Berichtinformatie

  • Geplaatst op: 22.01.2019
  • Type:
  • Categorie: Pol Pikuur
  • Fotoalbum:
  • Video:

Nieuwe aflevering Pol Pikuur: Pol rauw in de rouw

Hij was vijfde, onze Pol, in Mûr de Bretagne en dolgelukkig met zijn kartonnen medaille. Maar de napret zou niet lang duren.

Er ging geroezemoes rond. Jean des Tilleuls gaf onze Pol een hand en wenste “sterkte” en “innige deelneming” waarop Pol zijn schouders ophaalde omdat hij helegaar niet wist wat er gepasseerd zou kunnen zijn. Er was geen chute geweest, hij voelde zich goed alleen…Godelieve kwam ook krijtbleek en halfgroen bij Pol zitten en zei niets.

“Maar allez, gij, spreekt eens, zegt toch eens wa!” was zijn kregelige opmerking. Hij zat duidelijk met de zaak verveeld.

“Awel zoeteke…” begon Godelieve aarzelend “ze hebben ons gebeld, ’t is te zeggen dat de dochter van Leopold, Coulotte…” Pol zit stil, even maar, vermoedt miserie. “Tis te zeggen dat Leopold deze ochtend zomaar plotseling overleden is”. Ze gaat u straks weer contacten, maar ge moogt ook zelf als ge wilt…” Leopold is plots overleden, bijkans in de armen van zijn lief, al zijn leven lang. “Gelijk een pieta van de moeder Gods en Onze Lieve Heer” had Godelieve gehoord van Coulotte – zegt ze althans. Zonder te verpinken deed zij gewag van een kortstondig drama dat ze vergrootte wat ze kon. Veranderen niet. Leopold is niet meer. En Godelieve begrijpt dat zwijgen beter is dan brede verhalen.
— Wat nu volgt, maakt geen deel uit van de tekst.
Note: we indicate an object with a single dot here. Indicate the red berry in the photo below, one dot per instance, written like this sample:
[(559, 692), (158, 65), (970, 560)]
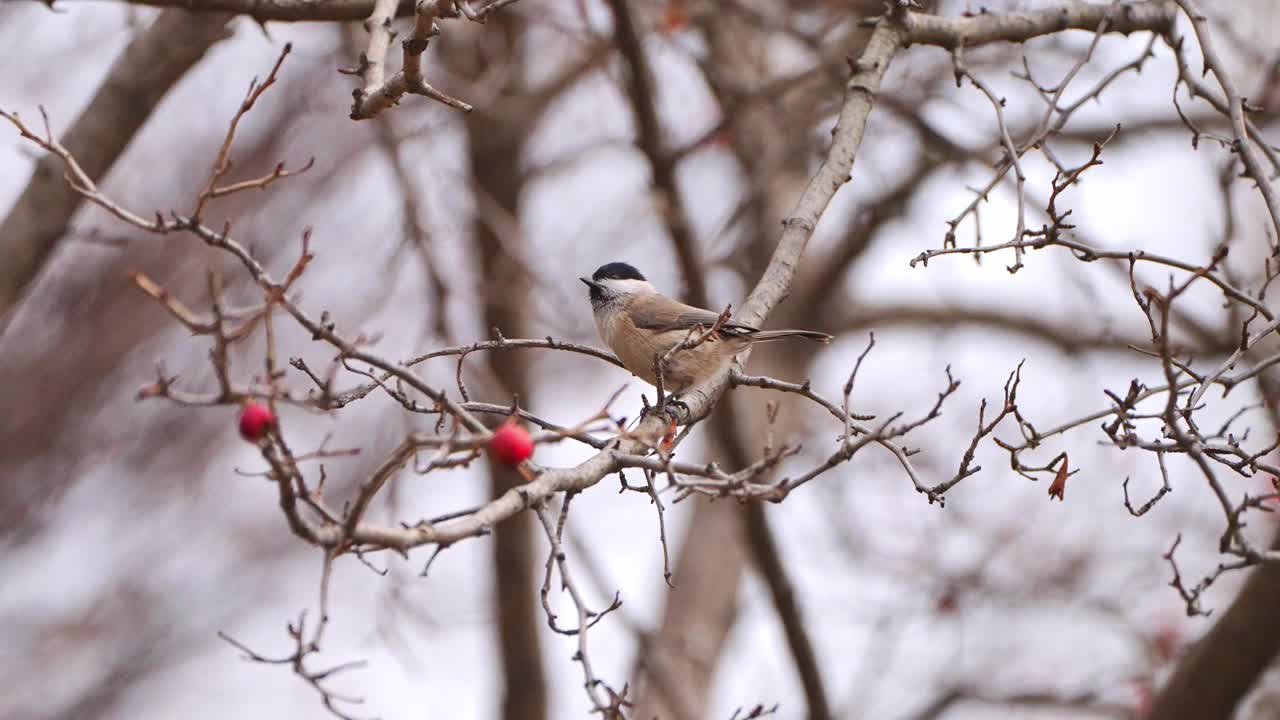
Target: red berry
[(255, 420), (511, 443)]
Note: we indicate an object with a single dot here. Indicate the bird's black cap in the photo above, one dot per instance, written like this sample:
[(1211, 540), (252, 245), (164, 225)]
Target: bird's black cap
[(617, 272)]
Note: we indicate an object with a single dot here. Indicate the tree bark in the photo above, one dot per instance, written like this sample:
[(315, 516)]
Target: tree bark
[(497, 141), (137, 81)]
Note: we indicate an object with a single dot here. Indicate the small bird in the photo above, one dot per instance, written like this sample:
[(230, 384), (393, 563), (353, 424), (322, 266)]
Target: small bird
[(641, 326)]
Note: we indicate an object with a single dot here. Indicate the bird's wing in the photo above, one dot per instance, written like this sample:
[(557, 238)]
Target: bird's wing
[(662, 314)]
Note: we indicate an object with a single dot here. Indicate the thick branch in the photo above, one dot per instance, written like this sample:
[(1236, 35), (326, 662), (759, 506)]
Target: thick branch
[(138, 78), (1019, 27)]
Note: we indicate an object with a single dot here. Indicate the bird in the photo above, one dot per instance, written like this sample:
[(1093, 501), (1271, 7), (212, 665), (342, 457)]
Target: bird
[(641, 326)]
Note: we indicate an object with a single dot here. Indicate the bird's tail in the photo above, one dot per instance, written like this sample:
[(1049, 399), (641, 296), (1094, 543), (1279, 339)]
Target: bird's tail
[(764, 336)]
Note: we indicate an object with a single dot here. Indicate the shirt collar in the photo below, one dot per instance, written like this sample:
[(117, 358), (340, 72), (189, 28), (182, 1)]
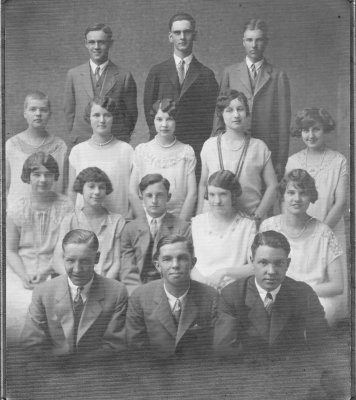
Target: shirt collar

’t Is heel stil, van binnen en van buiten, Pol, Godelieve, omstanders met Dekoortser, Véronique d’Aalscholver, Coquin, Chausson en noem ze maar op, ze weten geen van allen meer van welke parochie dat ze zijn. Zo groot is het meeleven van deze horde hardi’s. Gelouterde mannen die weten hoe kwetsbaar het leven is. Stellen we ons ook even in de plaats van Godelieve die schuin achter Véronique de eveneens kartonnen winnares Frédérique ziet verschijnen. Omdat mannen én vrouwen elkaar daar wel kussen gaf dat geen zeer voor Godelieve, zoudt ge denken – maar als haar blik kon doden was Frédérique minstens zwaar gewond.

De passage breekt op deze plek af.